The shortcomings of EPR programs

At the moment, EPR programs are largely focused on encouraging recyclable materials. But they don’t necessarily account for the other costs associated with packaging materials, like emissions released during production or material safety. Most plastics are made from petroleum, linking them directly to the fossil fuel industry. Even bio-based plastics, which are made from corn and other plant materials, can have high carbon footprints because they’re typically the product of emissions-intensive industrial agriculture.

Read our report The FoodPrint of PFAS

Composting could be a viable solution for some bioplastics, but there are relatively few facilities around the country that can actually process them. EPR programs could help develop better commercial composting infrastructure to ensure that compostable products aren’t just releasing methane in a landfill, but so far, they have not included them.

Existing EPR legislation also doesn’t account well for material safety. Many of the building blocks that make up plastics are carcinogenic, endocrine disruptors or otherwise toxic.

Packaging also frequently contains potentially harmful additives like phthalates, bisphenols and PFAS. These materials help grant stability, flexibility, greaseproofing and more to plastic and other materials, but they also complicate recycling: The contaminants can accumulate as materials become recycled, or even form new toxic compounds as plastics are processed for recycling.

Experts say that’s one area where EPR programs could help turn the tide. “We would like to see EPR legislation incentivize the use of safer plastics by increasing the fees on the most harmful polymers PVC and polystyrene, and materials that often contain harmful additives including phthalates, bisphenols and PFAS,” says Marty Mulvihill, chemist and co-founder of Safer Made, a venture capital fund investing in companies and technologies that reduce human exposure to harmful chemicals.

In the same vein, there’s debate over whether so-called chemical recycling should be considered a form of recycling under EPR rules.

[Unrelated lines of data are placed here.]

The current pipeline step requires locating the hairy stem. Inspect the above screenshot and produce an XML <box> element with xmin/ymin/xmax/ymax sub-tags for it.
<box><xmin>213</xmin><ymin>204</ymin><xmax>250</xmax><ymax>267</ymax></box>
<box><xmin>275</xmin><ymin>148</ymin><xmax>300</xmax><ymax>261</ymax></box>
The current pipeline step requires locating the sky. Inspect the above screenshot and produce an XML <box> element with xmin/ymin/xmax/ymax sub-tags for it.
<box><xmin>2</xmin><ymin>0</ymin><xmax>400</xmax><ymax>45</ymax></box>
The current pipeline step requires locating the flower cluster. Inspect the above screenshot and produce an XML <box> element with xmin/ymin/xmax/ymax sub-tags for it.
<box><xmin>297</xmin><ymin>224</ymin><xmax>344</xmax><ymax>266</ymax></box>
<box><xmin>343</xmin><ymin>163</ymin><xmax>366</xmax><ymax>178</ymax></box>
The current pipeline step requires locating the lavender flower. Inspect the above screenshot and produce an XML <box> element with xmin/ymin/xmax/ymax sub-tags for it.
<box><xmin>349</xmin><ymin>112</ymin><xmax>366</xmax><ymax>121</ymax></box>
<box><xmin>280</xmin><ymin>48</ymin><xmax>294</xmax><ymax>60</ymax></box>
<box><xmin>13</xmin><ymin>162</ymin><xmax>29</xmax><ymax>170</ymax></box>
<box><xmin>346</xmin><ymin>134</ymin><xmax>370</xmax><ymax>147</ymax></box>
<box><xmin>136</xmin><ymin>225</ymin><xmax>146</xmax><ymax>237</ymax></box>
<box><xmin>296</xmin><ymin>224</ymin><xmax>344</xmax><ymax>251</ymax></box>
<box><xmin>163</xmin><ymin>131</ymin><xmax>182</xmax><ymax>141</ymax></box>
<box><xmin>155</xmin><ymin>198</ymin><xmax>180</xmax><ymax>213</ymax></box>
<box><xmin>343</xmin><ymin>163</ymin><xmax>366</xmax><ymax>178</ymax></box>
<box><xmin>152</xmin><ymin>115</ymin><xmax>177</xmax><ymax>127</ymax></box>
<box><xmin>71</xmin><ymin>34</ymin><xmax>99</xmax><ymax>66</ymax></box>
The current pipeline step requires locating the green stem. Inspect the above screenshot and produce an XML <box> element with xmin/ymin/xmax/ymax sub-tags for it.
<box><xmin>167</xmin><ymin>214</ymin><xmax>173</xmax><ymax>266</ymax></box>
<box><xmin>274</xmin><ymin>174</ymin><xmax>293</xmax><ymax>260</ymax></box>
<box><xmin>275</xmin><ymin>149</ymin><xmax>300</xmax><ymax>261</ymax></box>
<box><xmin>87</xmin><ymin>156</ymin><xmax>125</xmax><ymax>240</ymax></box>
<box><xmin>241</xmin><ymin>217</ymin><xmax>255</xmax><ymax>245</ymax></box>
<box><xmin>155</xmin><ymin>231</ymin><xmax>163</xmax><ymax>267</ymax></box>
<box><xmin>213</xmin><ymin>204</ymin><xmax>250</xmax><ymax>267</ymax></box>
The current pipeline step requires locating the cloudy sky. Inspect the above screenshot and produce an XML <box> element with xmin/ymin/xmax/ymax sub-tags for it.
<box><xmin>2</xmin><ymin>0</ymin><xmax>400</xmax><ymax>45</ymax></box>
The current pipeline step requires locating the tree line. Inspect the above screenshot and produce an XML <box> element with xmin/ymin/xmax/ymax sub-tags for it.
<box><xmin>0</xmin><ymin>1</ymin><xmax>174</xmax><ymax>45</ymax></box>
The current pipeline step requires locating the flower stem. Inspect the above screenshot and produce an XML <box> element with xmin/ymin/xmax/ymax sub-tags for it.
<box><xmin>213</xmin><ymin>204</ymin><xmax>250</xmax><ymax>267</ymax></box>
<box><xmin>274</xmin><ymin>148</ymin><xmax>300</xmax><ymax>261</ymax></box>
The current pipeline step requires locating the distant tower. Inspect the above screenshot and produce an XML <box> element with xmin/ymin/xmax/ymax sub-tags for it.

Despite its name, the process amounts to little more than incineration — chemical recycling only returns about 0.1-6 percent of the original waste stream as reusable plastic, with the rest becoming fuel that’s laden with both old plastic toxins and new ones generated in the process. Environmental and health advocates have warned that California’s latest proposed rules under SB 54 have weakened language that leaves room for chemical recycling facilities to qualify as recyclers, likely at the behest of plastic industry lobbyists.

Ultimately, these issues serve as a reminder that EPR laws alone won’t solve all the problems stemming from our overuse of plastic, and that the plastic industry will do whatever it can to avoid responsibility and regulation. However, as EPR programs begin rolling out in the U.S. (especially in large markets like California), they may prove to be an effective nudge that pushes manufacturers toward using other materials when possible rather than turning to plastic as a default.